Wednesday 28 October 2020Media release4 minutes to read
The National Bowel Screening Programme went live in the Canterbury DHB region on Thursday 29 October. Free bowel screening kits aimed at saving lives are being sent to the homes of Canterbury people aged 60 to 74 from mid-November.
People receiving the kits are being asked to use the test, complete the consent form, seal the tube and mail it using the pre-paid packaging provided.
In Canterbury 90,000 people will be eligible to take part during the first two years of the programme.
Dr Andrew Brant, Acting Chief Executive, Canterbury DHB says this is fantastic news.
“We anticipate that investigations prompted by returned tests will enable us to treat around 1000 pre-cancerous growths and 100 or so cancers in the first year. Finding and removing them at an early stage will dramatically increase people’s chance of a successful outcome.
“Screening is so important because many people would otherwise be completely unaware there might be a problem. For some people, returning their test sample could quite literally be a life-saver,” Dr Brant says.
Under the programme, those in the 60-74 age group with a birthday on an even date (2, 4, 6 etc – of the month) will receive a test kit on or near their birthday. People with odd-date birthdays will receive their test kit during the second year of the programme.

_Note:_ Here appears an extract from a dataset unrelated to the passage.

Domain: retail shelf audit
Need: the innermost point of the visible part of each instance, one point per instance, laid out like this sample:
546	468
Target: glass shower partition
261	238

The test kit itself is about the size of a large USB stick, is easy to use and accompanied by clear instructions. It is designed to pick up tiny traces of blood in your faeces (poo) and to catch cancers before they become advanced and more difficult to treat.

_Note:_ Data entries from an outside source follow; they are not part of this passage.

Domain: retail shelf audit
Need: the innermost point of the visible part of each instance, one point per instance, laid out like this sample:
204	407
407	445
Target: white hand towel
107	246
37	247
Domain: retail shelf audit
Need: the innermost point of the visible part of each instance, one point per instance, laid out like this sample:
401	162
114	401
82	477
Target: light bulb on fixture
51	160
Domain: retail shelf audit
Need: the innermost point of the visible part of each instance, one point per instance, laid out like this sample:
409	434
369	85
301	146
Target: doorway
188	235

Local GP and Canterbury NBSP Primary Care Lead Dr Sue Levin says it’s important to be clear that anyone with concerning symptoms such as sustained, unusual bowel movements or blood in their faeces (poo), whatever their age, should seek advice from their General Practice team.
“Whānau and friends also have an important part to play – in supporting and encouraging people to participate in the programme.
“For some people, bowel motions are a topic they find difficult to discuss. That’s why we need people who know them, to ask if they’ve received their kit and encourage them to use the test and return their sample straight away.
“Our Canterbury Health System is very focused on ensuring those who are most at risk receive the right information, so we’ll be targeting mature members of our community and in particular our priority groups who are Māori, Pacific Peoples and people living in areas of high deprivation,” says Dr Levin.